Learn a reward function from pairwise human comparisons, then optimize a policy against it — the paper that launched RLHF and made ChatGPT possible.
Reinforcement learning has a dirty secret: it needs a reward function. And writing a good reward function is really hard.
Suppose you want to train a robot to clean a table. What reward do you assign? Distance to crumbs? But what about the ones behind the salt shaker? Percentage of surface area cleaned? But it might knock everything off the table to maximize area. Every simple metric you try either misses the point or gets "gamed" — the agent finds a loophole that scores high but does something you never intended.
This is the reward specification problem. It shows up everywhere:
The core issue: humans can recognize good behavior when they see it, but they can't write down a mathematical function that captures what they mean. There's a gap between what we want and what we can formalize.

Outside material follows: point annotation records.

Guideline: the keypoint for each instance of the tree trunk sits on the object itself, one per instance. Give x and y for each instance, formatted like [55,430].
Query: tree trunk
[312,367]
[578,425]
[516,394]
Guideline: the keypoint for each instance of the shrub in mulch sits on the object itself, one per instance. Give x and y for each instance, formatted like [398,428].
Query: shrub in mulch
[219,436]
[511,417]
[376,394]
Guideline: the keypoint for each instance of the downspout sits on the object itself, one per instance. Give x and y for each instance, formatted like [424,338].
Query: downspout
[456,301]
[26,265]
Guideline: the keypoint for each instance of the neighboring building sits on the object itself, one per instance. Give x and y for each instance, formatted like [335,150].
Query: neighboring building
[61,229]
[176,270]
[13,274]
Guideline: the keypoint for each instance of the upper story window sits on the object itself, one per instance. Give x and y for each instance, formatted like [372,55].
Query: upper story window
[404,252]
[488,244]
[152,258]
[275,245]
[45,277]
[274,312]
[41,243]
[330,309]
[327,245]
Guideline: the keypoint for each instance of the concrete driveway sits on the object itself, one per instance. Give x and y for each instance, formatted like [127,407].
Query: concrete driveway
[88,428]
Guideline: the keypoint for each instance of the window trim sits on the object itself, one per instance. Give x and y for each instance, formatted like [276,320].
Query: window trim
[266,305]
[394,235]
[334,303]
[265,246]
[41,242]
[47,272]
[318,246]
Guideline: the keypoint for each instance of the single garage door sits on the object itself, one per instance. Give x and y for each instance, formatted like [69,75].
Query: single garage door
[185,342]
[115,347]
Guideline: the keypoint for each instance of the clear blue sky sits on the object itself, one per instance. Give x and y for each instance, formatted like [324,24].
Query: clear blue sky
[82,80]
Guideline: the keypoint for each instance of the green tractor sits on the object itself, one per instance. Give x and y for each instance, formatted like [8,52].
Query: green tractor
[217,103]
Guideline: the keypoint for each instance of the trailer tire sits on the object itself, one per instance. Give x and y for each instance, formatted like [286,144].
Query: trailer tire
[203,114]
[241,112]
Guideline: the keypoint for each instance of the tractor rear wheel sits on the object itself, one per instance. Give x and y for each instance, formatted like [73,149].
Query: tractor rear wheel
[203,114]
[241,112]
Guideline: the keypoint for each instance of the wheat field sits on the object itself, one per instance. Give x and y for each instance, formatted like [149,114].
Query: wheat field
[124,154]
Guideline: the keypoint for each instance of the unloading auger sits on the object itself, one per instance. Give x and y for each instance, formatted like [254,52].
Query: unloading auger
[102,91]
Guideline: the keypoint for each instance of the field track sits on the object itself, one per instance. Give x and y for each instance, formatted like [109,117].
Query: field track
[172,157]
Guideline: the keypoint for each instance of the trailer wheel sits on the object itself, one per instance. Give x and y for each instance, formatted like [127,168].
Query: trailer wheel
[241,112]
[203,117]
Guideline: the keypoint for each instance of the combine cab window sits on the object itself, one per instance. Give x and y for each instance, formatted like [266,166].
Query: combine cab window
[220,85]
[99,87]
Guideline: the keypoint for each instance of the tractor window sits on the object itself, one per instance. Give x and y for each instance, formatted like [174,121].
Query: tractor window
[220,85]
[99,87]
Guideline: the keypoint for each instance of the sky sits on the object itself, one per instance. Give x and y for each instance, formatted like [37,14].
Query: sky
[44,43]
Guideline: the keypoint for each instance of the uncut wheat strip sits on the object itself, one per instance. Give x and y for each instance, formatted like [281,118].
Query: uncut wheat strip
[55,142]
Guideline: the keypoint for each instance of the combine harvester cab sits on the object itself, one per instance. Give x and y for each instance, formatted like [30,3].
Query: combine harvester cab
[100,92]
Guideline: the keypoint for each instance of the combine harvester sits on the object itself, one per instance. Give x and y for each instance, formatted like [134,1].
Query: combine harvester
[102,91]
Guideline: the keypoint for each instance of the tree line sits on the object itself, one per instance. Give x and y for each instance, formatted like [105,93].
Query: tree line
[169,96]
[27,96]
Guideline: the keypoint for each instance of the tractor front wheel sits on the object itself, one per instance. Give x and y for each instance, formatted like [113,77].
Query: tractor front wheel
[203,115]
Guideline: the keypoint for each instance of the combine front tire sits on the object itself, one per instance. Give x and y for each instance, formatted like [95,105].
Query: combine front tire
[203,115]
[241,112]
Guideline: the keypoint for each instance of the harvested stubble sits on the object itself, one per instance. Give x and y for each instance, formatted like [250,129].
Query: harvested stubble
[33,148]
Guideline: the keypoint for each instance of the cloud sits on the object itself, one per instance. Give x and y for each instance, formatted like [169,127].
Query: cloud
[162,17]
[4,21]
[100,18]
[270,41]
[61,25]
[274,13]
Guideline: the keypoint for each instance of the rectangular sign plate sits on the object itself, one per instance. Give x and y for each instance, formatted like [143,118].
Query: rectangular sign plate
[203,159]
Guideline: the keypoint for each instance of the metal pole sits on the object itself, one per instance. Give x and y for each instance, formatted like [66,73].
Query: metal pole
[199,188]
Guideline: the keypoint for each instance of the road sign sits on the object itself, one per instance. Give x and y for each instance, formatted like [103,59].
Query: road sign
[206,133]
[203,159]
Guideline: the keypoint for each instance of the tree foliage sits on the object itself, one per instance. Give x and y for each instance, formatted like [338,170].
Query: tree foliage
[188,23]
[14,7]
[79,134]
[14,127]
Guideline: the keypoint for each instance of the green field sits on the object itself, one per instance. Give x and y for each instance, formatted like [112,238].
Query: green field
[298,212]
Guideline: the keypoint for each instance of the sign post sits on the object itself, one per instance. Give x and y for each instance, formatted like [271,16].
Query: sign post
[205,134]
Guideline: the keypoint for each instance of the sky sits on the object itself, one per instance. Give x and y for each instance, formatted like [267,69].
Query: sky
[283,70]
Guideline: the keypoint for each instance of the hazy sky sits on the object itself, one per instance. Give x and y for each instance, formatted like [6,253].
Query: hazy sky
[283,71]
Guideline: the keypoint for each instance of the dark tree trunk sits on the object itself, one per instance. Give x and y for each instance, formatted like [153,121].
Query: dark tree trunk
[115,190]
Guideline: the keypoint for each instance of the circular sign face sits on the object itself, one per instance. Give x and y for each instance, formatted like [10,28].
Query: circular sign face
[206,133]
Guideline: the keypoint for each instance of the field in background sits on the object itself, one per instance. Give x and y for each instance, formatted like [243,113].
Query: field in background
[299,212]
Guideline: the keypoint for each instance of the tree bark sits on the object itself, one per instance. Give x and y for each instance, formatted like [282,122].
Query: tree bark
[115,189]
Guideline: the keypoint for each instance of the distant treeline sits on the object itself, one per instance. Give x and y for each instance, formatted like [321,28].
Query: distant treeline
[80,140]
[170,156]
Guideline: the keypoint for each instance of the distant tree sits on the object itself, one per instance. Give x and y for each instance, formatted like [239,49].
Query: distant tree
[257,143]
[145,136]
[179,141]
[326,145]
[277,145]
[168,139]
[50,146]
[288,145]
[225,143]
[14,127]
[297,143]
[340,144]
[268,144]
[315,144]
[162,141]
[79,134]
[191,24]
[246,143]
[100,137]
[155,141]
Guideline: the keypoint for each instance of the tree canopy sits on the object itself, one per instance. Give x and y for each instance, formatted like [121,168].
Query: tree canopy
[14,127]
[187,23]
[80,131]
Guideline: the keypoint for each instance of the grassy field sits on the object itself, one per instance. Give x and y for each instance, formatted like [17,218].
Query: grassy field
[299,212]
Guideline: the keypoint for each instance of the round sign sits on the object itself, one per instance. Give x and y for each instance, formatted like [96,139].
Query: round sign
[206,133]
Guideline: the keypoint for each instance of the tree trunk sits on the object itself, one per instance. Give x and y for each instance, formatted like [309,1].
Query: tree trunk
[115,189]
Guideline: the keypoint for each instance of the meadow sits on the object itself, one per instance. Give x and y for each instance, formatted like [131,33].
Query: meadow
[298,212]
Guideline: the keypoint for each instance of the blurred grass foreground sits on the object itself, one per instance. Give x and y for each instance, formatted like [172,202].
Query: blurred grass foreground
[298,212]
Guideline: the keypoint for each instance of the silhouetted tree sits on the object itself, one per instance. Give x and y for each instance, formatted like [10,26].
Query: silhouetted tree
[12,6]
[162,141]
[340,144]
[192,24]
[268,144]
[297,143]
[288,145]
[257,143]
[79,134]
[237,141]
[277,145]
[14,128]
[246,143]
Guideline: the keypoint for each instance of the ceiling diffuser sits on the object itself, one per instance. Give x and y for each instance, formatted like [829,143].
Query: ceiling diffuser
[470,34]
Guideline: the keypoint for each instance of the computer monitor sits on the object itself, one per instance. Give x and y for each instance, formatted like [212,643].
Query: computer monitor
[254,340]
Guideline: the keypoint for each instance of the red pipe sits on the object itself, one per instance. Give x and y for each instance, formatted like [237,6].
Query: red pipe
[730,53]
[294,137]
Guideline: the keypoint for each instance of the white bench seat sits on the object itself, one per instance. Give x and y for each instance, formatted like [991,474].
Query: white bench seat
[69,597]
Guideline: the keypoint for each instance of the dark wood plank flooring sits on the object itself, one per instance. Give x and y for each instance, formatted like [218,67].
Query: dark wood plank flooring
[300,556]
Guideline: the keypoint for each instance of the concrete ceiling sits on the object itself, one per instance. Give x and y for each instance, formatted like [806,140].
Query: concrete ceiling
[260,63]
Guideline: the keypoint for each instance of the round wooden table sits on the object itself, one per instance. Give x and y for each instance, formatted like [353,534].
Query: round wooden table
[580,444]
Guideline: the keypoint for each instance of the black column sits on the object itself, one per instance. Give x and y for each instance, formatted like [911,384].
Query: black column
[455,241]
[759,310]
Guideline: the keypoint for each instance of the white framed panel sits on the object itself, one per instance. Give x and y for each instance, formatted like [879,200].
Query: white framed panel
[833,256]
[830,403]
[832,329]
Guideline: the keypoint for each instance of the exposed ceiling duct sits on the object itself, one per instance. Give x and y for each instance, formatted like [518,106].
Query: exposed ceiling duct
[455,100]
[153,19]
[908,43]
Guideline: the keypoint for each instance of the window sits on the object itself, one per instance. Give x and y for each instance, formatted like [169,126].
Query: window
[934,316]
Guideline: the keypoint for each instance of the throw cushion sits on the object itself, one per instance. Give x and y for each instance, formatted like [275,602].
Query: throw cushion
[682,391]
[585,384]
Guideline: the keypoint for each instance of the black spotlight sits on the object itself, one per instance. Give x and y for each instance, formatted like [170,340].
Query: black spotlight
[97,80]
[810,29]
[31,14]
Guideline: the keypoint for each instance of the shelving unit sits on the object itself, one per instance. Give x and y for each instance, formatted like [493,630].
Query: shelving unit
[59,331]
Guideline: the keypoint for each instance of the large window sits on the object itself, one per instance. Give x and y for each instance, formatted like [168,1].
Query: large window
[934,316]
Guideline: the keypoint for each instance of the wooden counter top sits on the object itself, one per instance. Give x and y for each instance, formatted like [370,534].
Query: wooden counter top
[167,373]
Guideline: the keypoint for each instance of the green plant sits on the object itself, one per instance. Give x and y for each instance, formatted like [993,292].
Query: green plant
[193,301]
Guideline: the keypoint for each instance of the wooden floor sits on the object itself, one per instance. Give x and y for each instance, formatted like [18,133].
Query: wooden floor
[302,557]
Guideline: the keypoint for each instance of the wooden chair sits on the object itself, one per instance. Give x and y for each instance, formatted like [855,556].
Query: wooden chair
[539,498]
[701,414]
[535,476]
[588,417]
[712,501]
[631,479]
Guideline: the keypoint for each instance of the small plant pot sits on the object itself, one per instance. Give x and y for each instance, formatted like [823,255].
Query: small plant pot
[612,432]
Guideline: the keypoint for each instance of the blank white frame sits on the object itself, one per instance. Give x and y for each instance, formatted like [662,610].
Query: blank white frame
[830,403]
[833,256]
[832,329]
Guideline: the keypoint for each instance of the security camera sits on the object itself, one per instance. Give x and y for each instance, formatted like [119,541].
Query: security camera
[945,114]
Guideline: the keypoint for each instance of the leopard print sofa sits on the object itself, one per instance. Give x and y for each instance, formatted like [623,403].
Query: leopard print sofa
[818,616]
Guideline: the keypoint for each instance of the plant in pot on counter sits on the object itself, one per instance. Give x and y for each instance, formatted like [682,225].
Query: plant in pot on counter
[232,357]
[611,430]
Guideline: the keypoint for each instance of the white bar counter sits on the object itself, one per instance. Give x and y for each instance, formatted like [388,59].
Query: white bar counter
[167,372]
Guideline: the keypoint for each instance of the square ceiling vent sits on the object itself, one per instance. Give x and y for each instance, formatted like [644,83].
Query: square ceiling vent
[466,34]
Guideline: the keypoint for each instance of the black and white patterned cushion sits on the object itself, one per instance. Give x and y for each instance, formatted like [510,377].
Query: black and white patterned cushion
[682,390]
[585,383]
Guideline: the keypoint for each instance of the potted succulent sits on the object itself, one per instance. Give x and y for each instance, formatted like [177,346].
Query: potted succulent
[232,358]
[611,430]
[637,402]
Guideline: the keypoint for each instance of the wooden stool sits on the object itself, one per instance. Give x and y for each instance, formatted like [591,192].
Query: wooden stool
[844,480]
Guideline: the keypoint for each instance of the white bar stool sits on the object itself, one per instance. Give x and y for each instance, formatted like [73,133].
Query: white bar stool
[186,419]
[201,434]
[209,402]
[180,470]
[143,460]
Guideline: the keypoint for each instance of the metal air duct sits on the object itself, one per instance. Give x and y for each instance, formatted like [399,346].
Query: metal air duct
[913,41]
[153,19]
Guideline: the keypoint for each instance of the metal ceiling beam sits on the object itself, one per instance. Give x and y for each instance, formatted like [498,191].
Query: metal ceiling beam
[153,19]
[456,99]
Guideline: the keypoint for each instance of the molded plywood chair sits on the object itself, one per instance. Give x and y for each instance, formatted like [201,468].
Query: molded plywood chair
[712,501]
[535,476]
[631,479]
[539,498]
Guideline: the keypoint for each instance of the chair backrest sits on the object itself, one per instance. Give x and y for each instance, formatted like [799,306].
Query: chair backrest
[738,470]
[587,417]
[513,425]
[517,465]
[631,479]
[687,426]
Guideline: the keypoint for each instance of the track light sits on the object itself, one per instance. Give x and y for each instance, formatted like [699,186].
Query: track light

Click each reward function to see how the agent exploits it. The intended behavior is to move right smoothly — but hand-crafted rewards produce unintended shortcuts.
Here's the insight that changes everything: humans can't write down reward functions, but they can watch two short video clips and say "I prefer this one."
Pairwise comparison is one of the simplest forms of human feedback. You don't need expertise. You don't need to assign numerical scores. You just watch two 1-2 second clips of an agent's behavior and pick the one that looks better. Even a non-expert can do this quickly and consistently.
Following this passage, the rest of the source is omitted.